Computational Genomics Research
Computational genomics research, also called bioinformatics, derives knowledge from large genomic datasets using statistical and computational approaches. With expert programming, computers can identify exceedingly complex relationships in cancer genomic databases that contain as much information as hundreds of thousands of DVDs, file cabinets piled nearly to the moon, or years of HD video streaming. In addition to the size, further complexity is added to the data by multiple genomic platforms, including analysis of DNA sequence, chromosomal copy number, rearrangements, RNA expression, and epigenetics. Computational research on The Cancer Genome Atlas (TCGA) has already enabled the development of algorithms that can improve cancer diagnostics and personalize treatment.
- Can analyzing cancer genomic datasets compiled from an exceedingly large number of patients increase our power to discover new cancer driver mutations?
- What are the best ways to display cancer genomic data such that cancer researchers can explore and visualize large, complex datasets?
- How can investigators effectively integrate data from multiple modes of genomic analysis into a unified view of oncogenic pathways?

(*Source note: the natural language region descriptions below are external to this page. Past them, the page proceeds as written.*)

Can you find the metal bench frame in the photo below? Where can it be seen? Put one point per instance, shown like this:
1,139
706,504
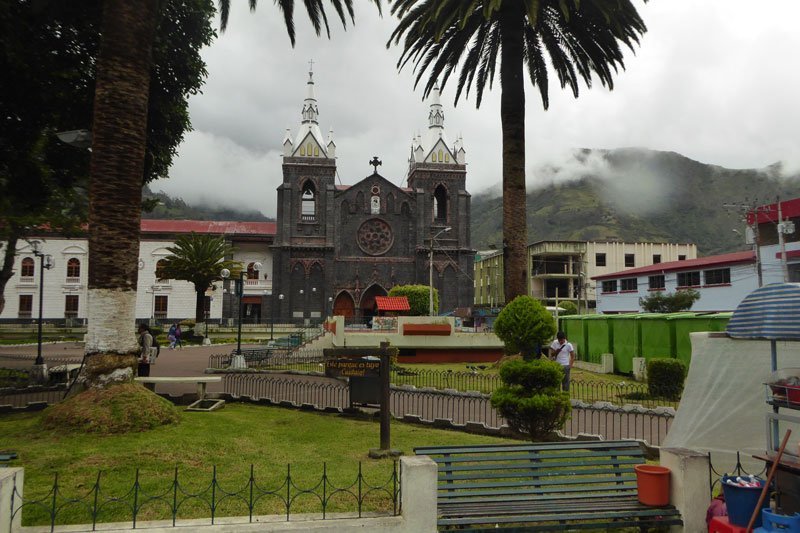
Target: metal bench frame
542,487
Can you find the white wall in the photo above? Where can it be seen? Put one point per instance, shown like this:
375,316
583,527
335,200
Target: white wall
181,303
771,265
712,298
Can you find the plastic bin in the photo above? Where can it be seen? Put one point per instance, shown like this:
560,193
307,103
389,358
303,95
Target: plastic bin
658,335
778,522
741,502
627,341
652,482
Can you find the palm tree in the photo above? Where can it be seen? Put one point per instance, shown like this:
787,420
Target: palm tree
581,39
117,165
198,259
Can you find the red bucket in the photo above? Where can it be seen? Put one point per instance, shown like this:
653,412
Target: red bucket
653,483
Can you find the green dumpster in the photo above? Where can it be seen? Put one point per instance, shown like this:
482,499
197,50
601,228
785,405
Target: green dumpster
573,327
598,337
627,340
657,335
686,323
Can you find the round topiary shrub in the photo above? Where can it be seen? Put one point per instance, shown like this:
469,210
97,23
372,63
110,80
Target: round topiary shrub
665,378
524,325
531,399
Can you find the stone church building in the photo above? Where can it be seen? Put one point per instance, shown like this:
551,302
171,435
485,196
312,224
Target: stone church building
338,246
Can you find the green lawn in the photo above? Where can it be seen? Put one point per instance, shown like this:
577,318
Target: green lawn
232,439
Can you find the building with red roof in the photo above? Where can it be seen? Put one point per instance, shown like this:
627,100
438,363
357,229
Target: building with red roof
722,281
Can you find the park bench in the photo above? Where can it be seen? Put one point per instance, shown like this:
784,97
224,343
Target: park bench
542,486
202,382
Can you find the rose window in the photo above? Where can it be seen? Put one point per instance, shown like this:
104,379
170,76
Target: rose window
375,237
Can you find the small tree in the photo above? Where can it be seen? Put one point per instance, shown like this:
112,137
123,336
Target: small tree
531,399
523,325
418,298
567,308
659,302
198,259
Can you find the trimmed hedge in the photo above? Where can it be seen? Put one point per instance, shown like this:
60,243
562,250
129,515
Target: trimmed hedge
665,378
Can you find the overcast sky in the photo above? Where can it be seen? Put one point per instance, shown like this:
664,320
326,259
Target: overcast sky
717,81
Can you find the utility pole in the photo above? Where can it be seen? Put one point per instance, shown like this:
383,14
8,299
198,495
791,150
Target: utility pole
755,211
782,228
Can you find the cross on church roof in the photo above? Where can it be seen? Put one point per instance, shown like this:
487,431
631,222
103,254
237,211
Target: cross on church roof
375,163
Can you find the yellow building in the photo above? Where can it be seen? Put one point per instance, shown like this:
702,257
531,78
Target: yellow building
562,270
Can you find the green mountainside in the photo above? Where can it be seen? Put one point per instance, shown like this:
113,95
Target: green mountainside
162,206
638,195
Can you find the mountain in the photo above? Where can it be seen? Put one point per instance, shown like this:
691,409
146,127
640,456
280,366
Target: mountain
636,194
162,206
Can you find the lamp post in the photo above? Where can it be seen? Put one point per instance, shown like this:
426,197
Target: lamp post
239,291
46,262
430,273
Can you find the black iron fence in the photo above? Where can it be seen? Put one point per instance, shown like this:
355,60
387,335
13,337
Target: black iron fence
188,497
456,408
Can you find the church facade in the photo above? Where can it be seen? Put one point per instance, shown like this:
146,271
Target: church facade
338,246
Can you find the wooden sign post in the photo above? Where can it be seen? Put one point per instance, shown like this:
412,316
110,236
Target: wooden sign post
369,375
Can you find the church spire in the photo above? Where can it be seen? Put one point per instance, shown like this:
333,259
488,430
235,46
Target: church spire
310,111
436,116
309,142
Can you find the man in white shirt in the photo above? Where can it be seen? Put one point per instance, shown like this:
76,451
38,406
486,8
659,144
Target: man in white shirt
563,353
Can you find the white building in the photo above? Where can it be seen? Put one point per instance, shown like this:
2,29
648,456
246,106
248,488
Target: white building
722,281
769,225
66,283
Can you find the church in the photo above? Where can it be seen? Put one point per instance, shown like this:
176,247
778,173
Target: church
338,246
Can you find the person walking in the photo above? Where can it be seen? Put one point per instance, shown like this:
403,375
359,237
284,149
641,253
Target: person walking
563,353
171,336
146,343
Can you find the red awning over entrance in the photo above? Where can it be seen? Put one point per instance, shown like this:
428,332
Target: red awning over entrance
392,303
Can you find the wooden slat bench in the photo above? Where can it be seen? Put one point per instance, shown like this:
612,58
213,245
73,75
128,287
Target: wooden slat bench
202,381
545,486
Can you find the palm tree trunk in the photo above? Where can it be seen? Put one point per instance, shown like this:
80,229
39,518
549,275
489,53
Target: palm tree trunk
115,191
512,115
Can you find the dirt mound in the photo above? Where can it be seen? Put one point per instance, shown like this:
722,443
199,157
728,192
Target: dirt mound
122,408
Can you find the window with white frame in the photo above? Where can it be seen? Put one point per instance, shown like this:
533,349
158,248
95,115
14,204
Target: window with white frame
689,279
657,282
719,276
610,286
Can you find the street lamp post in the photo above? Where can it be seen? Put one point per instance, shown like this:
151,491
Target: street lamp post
430,274
46,263
238,360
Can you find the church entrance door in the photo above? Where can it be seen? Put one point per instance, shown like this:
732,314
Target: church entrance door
344,306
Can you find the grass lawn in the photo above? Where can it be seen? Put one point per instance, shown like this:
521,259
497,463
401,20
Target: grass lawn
269,438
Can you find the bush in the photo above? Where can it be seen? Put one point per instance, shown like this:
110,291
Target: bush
418,298
665,378
523,325
658,302
531,399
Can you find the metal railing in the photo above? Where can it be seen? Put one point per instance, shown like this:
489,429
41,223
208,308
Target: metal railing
156,499
610,422
585,391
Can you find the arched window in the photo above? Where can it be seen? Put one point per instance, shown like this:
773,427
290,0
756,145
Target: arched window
308,208
27,268
73,268
160,276
440,204
252,273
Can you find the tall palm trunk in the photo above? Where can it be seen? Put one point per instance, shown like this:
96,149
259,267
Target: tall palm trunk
512,116
117,166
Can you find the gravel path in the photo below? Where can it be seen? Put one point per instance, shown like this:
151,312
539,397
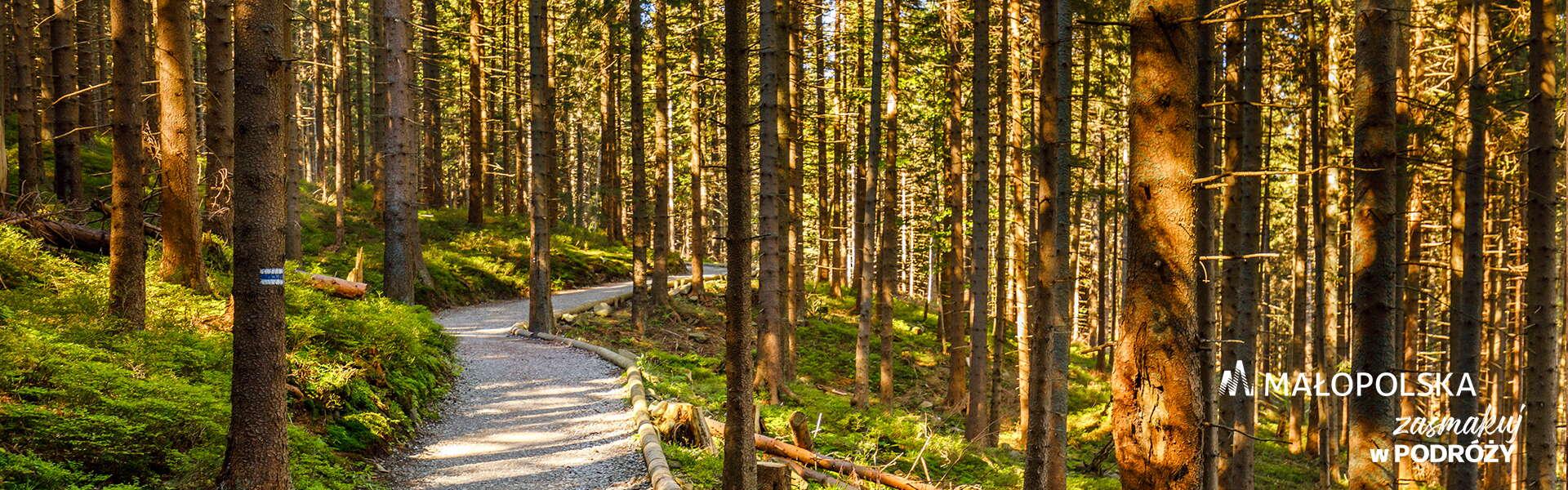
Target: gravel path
526,413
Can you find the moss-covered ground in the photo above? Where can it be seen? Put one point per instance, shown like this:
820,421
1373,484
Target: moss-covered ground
88,404
911,434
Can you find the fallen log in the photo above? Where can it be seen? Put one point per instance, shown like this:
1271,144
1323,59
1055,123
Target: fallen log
772,476
60,233
817,476
336,286
683,425
836,466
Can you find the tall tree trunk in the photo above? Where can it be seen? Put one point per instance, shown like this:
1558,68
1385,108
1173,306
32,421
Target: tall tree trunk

- What new technologies provide fresh views of cancer mechanisms, such as single cell DNA and RNA sequencing?
Tools and Methods
Computational genomics applies algorithms and statistical models to big datasets. CCG generates large genomic and clinical datasets through the Genome Characterization Pipeline, shares data through the Genomic Data Commons (GDC), and makes data accessible on commercial clouds by partnering with the Cancer Genomics Cloud Pilots. Members of CCG’s Genomics Data Analysis Network and external researchers from around the world develop and apply a range of computational techniques to analyze data in the GDC.
Programs and Collaborations
Three Cloud Pilots, developed and implemented through contracts from NCI’s Center for Biomedical Informatics & Information Technology, democratize access to CCG data by making the data available in a secure, compliant, and scalable cloud environment. The Cloud Pilots reduce the costs of large-scale computation and enable all researchers to perform computationally-intensive genomic analyses. Read our blog post discussing how Cancer Genomics Cloud Pilots democratize and expand access to CCG's data.
CCG established the NCI Genomic Data Commons as a unified knowledge base that integrates and stores diverse datasets from CCG’s programs as well as data from independent submitters. The GDC facilitates investigation of its robust genomic data by enabling users to repeatedly mine the data and combine it with data from their own research or from third parties, and by providing researchers with co-located visualization and analysis tools.